The effects of a calcium dependent protease on the ultrastructure and contractile mechanics of skinned uterine smooth muscle.

In situ substrates for a vascular smooth muscle calcium-dependent protease (CDP) were investigated using a chemically skinned uterine smooth muscle preparation. Treatment of skinned smooth muscles with CDP had no effect on the total content of actin and myosin. Electron microscopical observations demonstrated that membrane plaques, cytoplasmic dense bodies, and intermediate filaments were all degraded by CDP. In addition, CDP reduced both isometric force and isotonic shortening velocity of contracted muscles in a concentration and time-dependent manner. Treatment of contracting muscles with CDP resulted in a condensation of myofilaments away from the plasma membrane concurrent with the loss of contractility. The condensation of myofilaments was ATP-dependent and could be inhibited by removal of ATP prior to proteolysis.

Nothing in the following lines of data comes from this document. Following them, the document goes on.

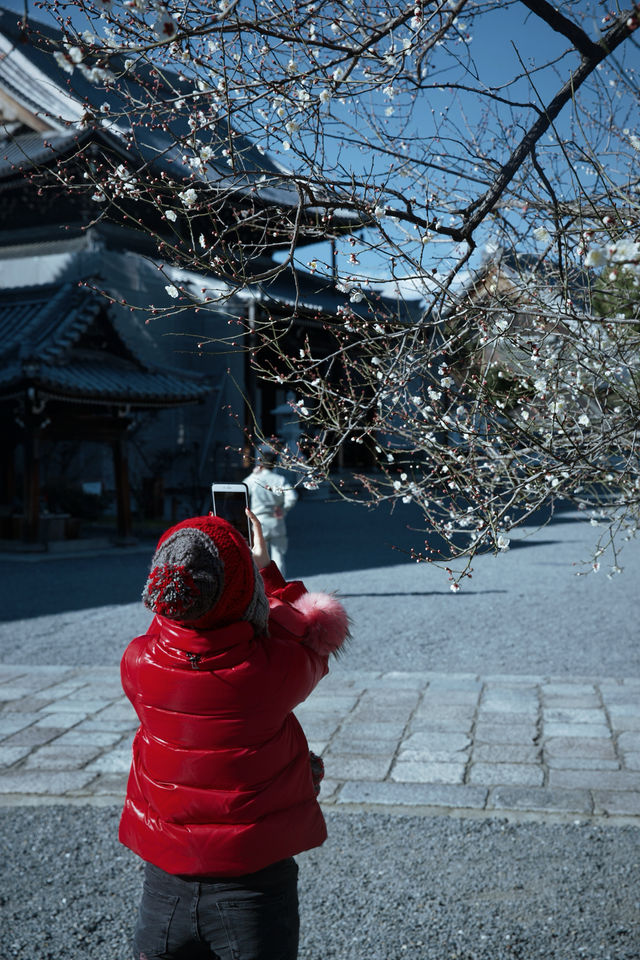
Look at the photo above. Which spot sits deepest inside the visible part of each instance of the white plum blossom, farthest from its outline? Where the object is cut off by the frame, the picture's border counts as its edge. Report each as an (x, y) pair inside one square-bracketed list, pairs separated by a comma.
[(63, 61), (188, 197), (595, 258)]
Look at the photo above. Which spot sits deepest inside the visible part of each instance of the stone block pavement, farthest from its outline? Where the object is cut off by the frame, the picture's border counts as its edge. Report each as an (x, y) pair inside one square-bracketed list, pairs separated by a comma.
[(521, 746)]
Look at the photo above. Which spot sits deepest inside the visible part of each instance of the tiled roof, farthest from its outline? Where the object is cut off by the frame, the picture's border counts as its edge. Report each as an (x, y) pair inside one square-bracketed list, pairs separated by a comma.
[(33, 78), (40, 330)]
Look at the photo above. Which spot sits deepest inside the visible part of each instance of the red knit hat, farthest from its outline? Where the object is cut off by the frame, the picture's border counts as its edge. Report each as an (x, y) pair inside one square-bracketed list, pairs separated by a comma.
[(203, 575)]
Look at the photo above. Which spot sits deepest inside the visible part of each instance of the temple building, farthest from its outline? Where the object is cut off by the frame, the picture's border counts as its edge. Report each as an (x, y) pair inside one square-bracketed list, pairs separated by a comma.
[(101, 395)]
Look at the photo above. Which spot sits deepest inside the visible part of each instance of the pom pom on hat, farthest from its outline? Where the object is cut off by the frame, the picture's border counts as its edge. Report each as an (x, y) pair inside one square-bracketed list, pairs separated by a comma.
[(203, 575)]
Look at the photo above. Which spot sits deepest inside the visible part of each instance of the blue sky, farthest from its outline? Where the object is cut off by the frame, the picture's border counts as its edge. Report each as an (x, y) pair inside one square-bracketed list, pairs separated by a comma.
[(502, 42)]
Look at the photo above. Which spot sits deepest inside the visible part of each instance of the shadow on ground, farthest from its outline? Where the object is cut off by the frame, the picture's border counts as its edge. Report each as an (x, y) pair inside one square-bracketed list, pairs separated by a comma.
[(324, 537)]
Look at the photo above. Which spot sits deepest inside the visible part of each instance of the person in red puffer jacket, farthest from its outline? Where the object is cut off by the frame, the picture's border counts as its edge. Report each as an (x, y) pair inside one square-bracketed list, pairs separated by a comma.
[(222, 791)]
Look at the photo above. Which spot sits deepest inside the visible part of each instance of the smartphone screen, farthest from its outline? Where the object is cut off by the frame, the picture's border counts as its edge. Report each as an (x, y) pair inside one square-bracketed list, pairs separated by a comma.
[(231, 505)]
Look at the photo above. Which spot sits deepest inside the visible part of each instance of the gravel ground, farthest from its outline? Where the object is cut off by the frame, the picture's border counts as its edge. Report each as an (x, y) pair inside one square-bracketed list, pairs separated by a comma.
[(381, 888)]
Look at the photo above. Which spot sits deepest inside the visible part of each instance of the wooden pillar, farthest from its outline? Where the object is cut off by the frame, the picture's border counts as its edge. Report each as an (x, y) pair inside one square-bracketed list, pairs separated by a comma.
[(31, 484), (123, 498)]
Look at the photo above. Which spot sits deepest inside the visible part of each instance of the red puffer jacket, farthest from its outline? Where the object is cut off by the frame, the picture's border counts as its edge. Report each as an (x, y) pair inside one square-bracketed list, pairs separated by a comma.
[(220, 783)]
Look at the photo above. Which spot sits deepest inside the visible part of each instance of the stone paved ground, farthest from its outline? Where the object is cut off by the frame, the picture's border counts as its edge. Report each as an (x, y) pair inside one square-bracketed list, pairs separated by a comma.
[(528, 745), (495, 699)]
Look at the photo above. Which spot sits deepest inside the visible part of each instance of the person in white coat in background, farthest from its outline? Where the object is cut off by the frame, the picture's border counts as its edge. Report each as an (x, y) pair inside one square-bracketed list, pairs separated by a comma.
[(271, 497)]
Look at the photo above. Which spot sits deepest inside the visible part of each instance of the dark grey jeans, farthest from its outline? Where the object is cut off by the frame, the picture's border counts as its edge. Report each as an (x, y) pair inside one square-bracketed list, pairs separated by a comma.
[(253, 917)]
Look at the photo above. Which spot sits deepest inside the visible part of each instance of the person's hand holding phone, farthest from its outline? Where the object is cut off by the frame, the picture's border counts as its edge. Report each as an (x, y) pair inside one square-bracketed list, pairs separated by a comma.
[(259, 549)]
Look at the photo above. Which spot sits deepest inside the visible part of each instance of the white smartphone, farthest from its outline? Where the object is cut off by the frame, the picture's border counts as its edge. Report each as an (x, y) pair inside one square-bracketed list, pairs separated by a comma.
[(230, 500)]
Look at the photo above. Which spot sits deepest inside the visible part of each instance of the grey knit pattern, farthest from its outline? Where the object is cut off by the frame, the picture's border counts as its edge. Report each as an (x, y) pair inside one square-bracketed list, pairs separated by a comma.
[(194, 550), (258, 609)]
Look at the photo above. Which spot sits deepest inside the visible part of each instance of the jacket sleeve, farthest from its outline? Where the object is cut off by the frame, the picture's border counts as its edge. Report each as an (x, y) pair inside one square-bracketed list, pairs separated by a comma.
[(317, 620)]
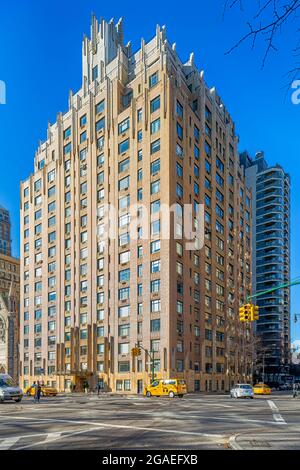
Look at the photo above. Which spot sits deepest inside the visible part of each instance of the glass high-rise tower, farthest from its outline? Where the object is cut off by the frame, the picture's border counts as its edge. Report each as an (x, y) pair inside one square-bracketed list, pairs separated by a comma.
[(270, 260)]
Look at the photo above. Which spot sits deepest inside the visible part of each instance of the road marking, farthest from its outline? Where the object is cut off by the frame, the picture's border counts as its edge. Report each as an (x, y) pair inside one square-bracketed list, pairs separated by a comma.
[(123, 426), (55, 436), (276, 414), (233, 444), (52, 437), (8, 443)]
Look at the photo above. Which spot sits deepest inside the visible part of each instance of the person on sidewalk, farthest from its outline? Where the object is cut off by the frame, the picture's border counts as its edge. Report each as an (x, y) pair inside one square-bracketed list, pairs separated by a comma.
[(295, 390), (37, 395)]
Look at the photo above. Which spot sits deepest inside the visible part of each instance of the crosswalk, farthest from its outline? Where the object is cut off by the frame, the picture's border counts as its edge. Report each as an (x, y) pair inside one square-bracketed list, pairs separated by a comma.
[(41, 439)]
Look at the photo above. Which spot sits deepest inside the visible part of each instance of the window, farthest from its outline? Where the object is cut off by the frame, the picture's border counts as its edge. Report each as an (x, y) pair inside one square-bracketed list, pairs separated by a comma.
[(179, 151), (38, 185), (123, 126), (124, 183), (155, 146), (124, 311), (100, 125), (179, 170), (155, 167), (155, 246), (124, 165), (179, 110), (67, 148), (179, 131), (124, 257), (155, 325), (155, 266), (100, 107), (155, 187), (155, 126), (124, 146), (155, 206), (124, 367), (67, 132), (155, 306), (51, 176), (124, 275), (179, 191), (196, 133), (155, 104), (83, 120), (95, 73), (51, 191), (153, 79)]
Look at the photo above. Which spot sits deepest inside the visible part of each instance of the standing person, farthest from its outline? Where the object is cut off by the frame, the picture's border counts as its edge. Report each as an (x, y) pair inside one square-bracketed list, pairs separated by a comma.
[(38, 391), (295, 390), (34, 388)]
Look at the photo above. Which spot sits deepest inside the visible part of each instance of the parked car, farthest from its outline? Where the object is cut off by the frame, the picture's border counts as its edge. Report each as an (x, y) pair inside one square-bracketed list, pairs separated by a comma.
[(242, 391), (9, 390), (262, 389), (46, 391), (167, 387)]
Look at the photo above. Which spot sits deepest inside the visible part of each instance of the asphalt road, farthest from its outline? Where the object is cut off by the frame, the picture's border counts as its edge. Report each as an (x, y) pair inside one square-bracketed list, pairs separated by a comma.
[(112, 422)]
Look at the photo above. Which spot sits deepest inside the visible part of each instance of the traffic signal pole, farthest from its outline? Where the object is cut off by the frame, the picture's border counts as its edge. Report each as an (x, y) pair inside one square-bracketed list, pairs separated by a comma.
[(151, 356)]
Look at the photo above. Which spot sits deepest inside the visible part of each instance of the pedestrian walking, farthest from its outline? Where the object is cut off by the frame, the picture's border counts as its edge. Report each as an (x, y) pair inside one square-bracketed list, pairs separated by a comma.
[(295, 390), (37, 395)]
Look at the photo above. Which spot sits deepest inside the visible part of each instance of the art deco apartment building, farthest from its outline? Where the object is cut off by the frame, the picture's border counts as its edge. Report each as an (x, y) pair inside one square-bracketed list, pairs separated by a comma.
[(143, 130), (9, 300), (5, 241)]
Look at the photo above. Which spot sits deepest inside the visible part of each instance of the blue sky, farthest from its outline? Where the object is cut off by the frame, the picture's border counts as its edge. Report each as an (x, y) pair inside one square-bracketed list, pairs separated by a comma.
[(40, 60)]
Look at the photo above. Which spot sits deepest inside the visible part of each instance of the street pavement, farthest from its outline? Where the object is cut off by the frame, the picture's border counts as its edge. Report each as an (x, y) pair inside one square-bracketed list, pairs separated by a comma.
[(133, 422)]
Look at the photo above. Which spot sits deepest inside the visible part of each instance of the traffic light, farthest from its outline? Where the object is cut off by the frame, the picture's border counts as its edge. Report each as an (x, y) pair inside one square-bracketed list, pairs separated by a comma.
[(242, 313), (136, 351), (254, 313), (245, 313), (248, 310)]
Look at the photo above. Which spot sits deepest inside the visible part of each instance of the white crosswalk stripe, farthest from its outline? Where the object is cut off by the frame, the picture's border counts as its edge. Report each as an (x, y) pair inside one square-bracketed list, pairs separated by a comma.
[(8, 443)]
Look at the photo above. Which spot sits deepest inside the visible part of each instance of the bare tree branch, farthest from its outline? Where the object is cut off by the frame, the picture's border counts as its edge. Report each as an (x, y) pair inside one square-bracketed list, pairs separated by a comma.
[(271, 17)]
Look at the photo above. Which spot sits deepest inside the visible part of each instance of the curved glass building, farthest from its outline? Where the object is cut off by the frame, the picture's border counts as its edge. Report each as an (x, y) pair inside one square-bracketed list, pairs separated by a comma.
[(271, 262)]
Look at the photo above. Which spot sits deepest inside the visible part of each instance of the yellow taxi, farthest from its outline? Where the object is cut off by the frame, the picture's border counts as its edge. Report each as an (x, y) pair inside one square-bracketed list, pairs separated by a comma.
[(46, 391), (166, 388), (261, 389)]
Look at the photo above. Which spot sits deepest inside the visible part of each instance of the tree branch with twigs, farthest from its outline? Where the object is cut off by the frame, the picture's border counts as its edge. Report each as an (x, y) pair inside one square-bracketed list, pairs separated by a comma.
[(270, 19)]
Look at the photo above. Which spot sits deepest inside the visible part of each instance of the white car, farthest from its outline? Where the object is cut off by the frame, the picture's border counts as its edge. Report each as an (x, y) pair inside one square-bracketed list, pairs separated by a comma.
[(242, 391)]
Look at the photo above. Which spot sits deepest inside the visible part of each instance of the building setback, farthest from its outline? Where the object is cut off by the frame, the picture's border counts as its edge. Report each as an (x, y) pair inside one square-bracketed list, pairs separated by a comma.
[(144, 129), (271, 261)]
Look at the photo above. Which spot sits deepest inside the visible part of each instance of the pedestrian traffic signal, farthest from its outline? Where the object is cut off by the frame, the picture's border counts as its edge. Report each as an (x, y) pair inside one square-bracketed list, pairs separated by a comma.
[(254, 313), (136, 352)]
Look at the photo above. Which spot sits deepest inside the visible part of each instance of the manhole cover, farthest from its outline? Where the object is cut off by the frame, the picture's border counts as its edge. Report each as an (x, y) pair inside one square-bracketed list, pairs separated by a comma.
[(260, 444)]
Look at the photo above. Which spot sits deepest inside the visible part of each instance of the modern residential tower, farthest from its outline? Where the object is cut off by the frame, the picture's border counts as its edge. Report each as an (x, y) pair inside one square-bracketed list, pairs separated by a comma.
[(271, 261), (143, 132)]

The effects of proteolysis on smooth muscle ultrastructure and contractility support previously proposed models which assign a role to cytoskeletal elements in coordinating the molecular interaction of actomyosin to produce muscle contraction. The loss of cytoskeletal structures following protease treatment suggests that one of the functions of CDP in smooth muscle may be the disassembly of the cell cytoskeleton.